Trotz dieser schwierigen Umstände setzen viele Fabriken im Rahmen des Bottom-Up-Programms bereits sinnvolle Maßnahmen um. Kalayu ist es wichtig zu betonen, dass eine nachhaltige Produktion sogar billiger sein kann. Wenn effizienter gearbeitet und die Ressourcen besser genutzt würden, würde weniger Abfall anfallen. Somit müsse dann die Fabrik weniger Ressourcen einkaufen, so der Projektleiter.

Bewusster Konsum: Die Rolle der Verbraucher*innen

Kalayu hält es für wichtig, dass auch die Verbraucher*innen aktiv werden. Er sieht uns Europäer*innen in der Verantwortung, die Modeunternehmen nach deren Produktionsbedingungen zu fragen. “Diese schädlichen Chemikalien bedrohen nicht nur die Textilarbeiter*innen, sondern sie gelangen auch in den Körper der Verbraucher*innen. Und werfen Sie nicht einfach alles weg, denn die Herstellung eines Kleidungsstücks verbraucht so viel Wasser, Strom und andere Rohstoffe. Achten Sie also bewusst auf Ihre Kleidung.”

Über Bottom UP!

Das Projekt wird mit Mitteln der Europäischen Union und einer Kofinanzierung durch das niederländische Außenministerium finanziert.  Am Programm sind 14 äthiopische Baumwollfarmen, Spinnereien und Textilfabriken mit insgesamt 19.200 Arbeiter*innen beteiligt. Nachhaltigkeit steht dabei vom Baumwollfeld bis zum Kleidungsstück an erster Stelle, mit dem Ziel inklusives Wachstum, einen bewussten Umgang mit Ressourcen, verbesserte Arbeitsbedingungen und Umweltstandards in Äthiopien zu erreichen. Darüber hinaus möchte Bottom UP! für mehr Transparenz in Europa 175 EU-Unternehmen aktivieren und 1,2 Millionen Verbraucher*innen in den Niederlanden, Dänemark sowie Deutschland bei verantwortungsbewussten Kaufentscheidungen unterstützen.
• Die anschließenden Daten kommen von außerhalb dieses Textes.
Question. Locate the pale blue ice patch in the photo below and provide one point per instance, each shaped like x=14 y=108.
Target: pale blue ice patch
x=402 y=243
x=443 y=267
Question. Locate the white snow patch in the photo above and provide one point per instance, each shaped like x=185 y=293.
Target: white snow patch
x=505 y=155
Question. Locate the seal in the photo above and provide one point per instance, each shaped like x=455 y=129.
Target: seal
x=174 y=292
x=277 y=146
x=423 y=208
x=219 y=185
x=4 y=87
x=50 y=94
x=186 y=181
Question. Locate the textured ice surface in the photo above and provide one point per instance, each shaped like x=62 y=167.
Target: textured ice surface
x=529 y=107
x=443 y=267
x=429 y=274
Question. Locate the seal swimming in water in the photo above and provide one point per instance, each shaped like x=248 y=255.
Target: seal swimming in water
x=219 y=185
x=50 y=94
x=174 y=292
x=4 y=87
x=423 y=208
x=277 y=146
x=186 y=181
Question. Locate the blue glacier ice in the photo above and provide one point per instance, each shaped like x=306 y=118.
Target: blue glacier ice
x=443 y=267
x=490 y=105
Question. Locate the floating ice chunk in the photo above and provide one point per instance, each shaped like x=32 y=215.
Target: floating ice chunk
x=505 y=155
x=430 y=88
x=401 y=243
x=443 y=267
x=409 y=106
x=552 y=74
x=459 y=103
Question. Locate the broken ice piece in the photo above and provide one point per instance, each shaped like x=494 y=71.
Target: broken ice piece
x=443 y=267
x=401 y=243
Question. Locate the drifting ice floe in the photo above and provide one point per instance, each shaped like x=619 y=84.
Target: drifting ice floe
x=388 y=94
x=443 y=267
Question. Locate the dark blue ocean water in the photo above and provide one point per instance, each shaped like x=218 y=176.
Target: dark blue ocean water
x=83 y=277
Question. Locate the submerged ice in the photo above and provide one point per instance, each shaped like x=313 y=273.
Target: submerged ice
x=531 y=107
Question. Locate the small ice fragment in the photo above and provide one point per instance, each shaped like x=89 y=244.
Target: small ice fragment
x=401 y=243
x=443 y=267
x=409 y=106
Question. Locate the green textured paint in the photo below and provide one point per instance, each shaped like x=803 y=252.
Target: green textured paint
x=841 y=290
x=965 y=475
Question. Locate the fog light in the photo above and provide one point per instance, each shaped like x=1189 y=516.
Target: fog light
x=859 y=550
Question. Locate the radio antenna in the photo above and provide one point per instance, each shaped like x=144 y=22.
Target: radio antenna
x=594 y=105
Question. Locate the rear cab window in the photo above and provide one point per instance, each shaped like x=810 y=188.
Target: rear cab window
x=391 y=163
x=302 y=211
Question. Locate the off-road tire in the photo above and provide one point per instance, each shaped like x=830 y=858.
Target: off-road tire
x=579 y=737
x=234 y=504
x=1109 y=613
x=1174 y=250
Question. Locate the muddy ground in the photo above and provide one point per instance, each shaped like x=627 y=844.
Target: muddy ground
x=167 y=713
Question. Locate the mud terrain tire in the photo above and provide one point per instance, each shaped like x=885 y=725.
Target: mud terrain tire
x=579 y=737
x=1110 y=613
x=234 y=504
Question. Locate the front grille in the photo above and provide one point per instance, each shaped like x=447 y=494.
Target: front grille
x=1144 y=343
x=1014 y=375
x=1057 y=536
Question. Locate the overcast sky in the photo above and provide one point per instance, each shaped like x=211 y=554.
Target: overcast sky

Bottom UP! ist ein von der EU finanziertes Projekt, das zu einer nachhaltigen, integrativen und transparenten Wertschöpfungskette beitragen soll – und so die Arbeitsbedingungen vor Ort verbessert sowie die Arbeits- und Umweltstandards in der äthiopischen Baumwoll- und Bekleidungsindustrie fördert.

Projektpartner: Solidaridad Network, MVO Netherland und Ethical Trade Denmark (bisher bekannt als Danish Ethical Trading Initiative (DIEH)).